Entwise kneeled over the damp carpet, holding his gut, as if he personally had been wounded. Years of his life, gone, thrown away…
She knelt beside him, resting a hand on his shoulder. “I’m sorry.”
He pulled back from her touch.
“Do you know what I had to do to get that?”
“I’m sure…” she shook her head. “No, actually, I’m confident that no matter how hard you try to explain, I can’t truly know what you’ve gone through.
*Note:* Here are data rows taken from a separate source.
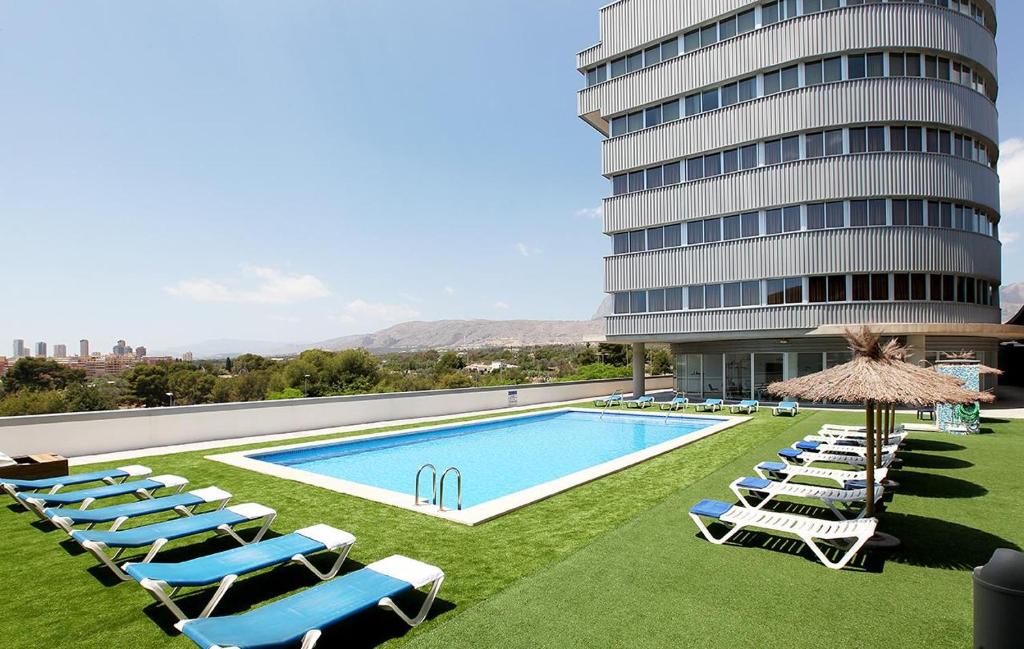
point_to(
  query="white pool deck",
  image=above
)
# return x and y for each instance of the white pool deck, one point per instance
(491, 509)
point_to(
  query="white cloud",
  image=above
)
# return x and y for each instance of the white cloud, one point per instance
(591, 213)
(526, 251)
(258, 285)
(359, 310)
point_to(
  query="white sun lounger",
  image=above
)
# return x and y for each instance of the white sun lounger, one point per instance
(768, 490)
(784, 472)
(810, 530)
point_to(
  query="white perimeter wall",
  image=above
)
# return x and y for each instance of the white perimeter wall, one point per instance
(90, 433)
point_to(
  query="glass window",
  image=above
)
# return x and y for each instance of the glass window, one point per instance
(858, 213)
(861, 288)
(673, 235)
(694, 168)
(730, 227)
(634, 61)
(813, 74)
(713, 296)
(791, 148)
(794, 291)
(713, 165)
(652, 55)
(638, 302)
(695, 297)
(655, 238)
(745, 22)
(620, 184)
(713, 230)
(727, 29)
(654, 177)
(837, 288)
(815, 144)
(748, 88)
(730, 94)
(670, 173)
(674, 299)
(749, 157)
(857, 67)
(617, 68)
(619, 126)
(636, 180)
(880, 288)
(709, 99)
(835, 214)
(694, 232)
(637, 242)
(751, 224)
(834, 142)
(670, 111)
(730, 161)
(655, 300)
(652, 116)
(621, 243)
(833, 69)
(816, 289)
(732, 295)
(670, 48)
(858, 140)
(791, 77)
(816, 216)
(791, 218)
(622, 303)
For that, I’m sorry.”
“But the spell!”
“That’s just it.” She squatted so they could be eye to eye. “It turns out the spell was truly a gift. It was done in… well done for show, but not malice. It was meant as a peace offering for the future of our kingdoms. It brought out my inner desire.”
“But the magician queen turned you into a man!”
“I know,” the princess said. “But never the less, I feel confident that this was always who I was meant to be and as I grew to like the idea of outwardly being a man, the spell took hold, completing itself. Had the change been against my will, the spell would have unraveled. This is me. The real me.”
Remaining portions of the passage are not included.